Administration officials spoke about the matter Sunday after the Los Angeles Times and The New York Times reported details from a classified Pentagon review, provided to Congress in January, in which the Bush administration said nuclear weapons could be used against Libya, Syria, China, Russia, Iran, Iraq and North Korea in certain situations.
Although administration officials and the Pentagon confirmed existence of the "nuclear posture review," neither the White House nor the Pentagon commented on the list of countries reported by the newspapers.
Myers described the review as a "policy document" outlining U.S. deterrence strategy, which includes the option of using nuclear weapons.
"We certainly hope to deter other actors in the world from taking steps with weapons of mass destruction that could have devastating effects on our population and the population of our friends and allies," he said.
National Security Adviser Condoleezza Rice said the review does not reflect a change in U.S. policy regarding the use of nuclear weapons.
"This report spends as much time, or more time, talking about making the use of nuclear weapons less likely by having better intelligence, by having advanced conventional weapons as a possible response, by having missile defense as a way to deal with the growing threat of weapons of mass destruction," she said on NBC's "Meet the Press."
The review is simply "prudent military planning," Secretary of State Colin Powell said on CBS's "Face the Nation."
"I think there's less than meets the eye and less than meets the headline with respect to the story," Powell said.
"Right now, today, not a single nation on the face of the Earth is being targeted by an American nuclear weapon on a day-to-day basis."
Congress mandates a review of nuclear posture every six years.
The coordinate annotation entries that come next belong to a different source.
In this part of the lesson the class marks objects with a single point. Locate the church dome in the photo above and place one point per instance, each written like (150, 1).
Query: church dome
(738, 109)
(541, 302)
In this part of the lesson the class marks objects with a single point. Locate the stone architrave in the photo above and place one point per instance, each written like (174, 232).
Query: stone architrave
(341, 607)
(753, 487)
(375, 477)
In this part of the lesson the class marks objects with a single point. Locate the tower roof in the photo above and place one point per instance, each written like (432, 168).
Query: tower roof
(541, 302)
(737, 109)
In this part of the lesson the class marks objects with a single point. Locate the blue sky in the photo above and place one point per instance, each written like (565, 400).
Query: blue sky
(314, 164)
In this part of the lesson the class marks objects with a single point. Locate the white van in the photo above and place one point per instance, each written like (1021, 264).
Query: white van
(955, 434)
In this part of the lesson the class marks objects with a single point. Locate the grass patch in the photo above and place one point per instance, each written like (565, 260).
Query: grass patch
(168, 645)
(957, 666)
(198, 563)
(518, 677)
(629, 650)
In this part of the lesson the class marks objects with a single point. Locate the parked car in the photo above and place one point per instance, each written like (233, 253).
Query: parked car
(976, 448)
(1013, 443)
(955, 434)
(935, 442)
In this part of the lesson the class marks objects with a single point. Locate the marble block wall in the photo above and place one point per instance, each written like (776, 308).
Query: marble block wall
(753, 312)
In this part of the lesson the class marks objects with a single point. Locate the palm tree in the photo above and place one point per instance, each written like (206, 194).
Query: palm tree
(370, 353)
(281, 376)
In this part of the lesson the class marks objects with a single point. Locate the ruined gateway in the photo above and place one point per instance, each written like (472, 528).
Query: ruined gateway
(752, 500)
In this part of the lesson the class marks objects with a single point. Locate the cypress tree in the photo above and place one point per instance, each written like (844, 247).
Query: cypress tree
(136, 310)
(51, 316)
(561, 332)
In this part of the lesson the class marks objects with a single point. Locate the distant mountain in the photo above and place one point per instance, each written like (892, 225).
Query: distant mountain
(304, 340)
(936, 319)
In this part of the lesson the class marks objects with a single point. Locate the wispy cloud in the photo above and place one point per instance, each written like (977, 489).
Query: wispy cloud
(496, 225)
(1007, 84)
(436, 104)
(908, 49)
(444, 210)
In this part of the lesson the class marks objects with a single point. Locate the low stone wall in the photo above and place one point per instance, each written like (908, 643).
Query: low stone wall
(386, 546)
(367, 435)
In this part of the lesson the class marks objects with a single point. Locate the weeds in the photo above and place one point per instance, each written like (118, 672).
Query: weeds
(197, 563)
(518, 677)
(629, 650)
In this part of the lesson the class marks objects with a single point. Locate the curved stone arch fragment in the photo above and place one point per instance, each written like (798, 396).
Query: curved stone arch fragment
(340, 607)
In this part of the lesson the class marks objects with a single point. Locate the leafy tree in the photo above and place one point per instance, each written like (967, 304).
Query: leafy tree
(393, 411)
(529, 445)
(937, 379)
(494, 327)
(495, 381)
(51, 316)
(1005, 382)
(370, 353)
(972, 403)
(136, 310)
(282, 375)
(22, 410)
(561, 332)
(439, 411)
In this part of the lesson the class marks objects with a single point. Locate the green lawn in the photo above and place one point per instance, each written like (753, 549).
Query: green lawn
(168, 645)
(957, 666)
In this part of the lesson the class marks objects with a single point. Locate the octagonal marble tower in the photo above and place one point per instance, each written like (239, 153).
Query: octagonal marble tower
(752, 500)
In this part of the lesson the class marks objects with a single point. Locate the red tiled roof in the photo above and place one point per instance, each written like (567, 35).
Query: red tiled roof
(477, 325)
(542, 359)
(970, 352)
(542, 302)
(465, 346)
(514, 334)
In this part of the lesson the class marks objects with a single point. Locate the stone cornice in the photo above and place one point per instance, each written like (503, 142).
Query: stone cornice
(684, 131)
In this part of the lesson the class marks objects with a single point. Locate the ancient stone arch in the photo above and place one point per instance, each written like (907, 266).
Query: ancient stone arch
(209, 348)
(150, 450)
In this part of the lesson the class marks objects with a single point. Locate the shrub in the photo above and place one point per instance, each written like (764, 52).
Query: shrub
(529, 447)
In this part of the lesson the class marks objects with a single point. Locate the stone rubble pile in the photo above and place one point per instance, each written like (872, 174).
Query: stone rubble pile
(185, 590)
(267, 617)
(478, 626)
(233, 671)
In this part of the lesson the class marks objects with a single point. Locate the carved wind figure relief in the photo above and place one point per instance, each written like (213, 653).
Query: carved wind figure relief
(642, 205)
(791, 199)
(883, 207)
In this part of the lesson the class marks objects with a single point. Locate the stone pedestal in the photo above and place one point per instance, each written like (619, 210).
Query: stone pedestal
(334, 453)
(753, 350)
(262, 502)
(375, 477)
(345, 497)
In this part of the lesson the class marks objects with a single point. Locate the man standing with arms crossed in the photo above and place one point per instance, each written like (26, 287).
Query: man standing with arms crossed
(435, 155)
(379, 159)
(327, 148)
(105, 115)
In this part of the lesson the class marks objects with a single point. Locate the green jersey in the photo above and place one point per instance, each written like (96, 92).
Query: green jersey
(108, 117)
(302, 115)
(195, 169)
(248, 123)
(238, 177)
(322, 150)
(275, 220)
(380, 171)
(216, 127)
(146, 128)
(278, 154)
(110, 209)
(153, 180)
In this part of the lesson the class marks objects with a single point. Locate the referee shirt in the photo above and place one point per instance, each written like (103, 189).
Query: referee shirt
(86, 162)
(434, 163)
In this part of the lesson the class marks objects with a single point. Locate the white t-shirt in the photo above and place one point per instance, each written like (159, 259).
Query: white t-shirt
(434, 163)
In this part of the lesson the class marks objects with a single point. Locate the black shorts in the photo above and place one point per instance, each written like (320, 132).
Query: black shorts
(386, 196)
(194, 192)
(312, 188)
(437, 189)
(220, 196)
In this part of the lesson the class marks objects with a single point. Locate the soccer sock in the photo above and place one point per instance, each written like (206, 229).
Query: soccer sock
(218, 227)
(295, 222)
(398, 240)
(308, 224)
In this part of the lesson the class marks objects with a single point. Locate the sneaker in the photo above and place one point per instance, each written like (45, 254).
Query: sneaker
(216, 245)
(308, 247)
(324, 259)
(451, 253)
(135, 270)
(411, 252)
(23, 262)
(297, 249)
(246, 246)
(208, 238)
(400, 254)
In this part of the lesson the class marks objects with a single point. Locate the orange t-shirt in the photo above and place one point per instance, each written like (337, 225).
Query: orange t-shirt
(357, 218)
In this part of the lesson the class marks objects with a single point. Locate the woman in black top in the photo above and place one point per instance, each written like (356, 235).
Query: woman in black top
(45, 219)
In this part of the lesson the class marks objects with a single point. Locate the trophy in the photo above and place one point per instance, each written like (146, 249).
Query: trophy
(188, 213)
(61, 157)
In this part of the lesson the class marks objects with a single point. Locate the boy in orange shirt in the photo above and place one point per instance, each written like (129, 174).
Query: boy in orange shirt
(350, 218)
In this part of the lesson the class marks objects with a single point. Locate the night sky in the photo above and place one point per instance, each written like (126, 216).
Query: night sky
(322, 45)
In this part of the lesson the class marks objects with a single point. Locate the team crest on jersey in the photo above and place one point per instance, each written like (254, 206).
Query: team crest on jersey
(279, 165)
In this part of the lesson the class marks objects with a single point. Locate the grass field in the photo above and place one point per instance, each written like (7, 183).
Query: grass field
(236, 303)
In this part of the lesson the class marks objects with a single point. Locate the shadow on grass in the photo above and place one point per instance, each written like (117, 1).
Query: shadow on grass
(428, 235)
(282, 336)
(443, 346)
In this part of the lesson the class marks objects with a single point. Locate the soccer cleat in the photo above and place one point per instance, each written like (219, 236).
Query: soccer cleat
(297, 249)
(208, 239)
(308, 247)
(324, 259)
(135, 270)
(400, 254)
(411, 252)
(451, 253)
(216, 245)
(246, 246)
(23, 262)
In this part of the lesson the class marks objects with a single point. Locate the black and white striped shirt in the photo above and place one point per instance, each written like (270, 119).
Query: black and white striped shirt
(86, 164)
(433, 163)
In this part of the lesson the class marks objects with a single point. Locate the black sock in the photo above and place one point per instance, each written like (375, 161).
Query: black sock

Nuclear targeting discussions have long been a part of U.S. military strategy, but analysts told CNN that, if accurate, the list of countries was first official one that has come to light.
The Pentagon said Saturday the review "does not provide operational guidance" on possible nuclear targets. The review "is the latest in a long series of reviews since the development of nuclear weapons," the Pentagon said.
Rice and Powell also said the new review takes into account recent changes on the world scene, including an improved U.S. relationship with Russia and the possible development of weapons of mass destruction by what Powell described as a "class of nations" that includes Iran, Iraq, Syria and North Korea.
Powell also disputed another aspect of the newspapers' report -- that the United States is planning to build smaller nuclear weapons for use in certain battlefield situations.
The secretary said that as the U.S. military reduces the number of its nuclear weapons, the Pentagon is being asked to evaluate whether "we might want to modify or update or change some of the weapons in our inventory to make them more effective."
But no "brand new" weapons are being developed and no nuclear testing is planned, he said.
"I want to make sure we don't get the international community upset by what is essentially sound conceptual planning on the part of the administration," he said.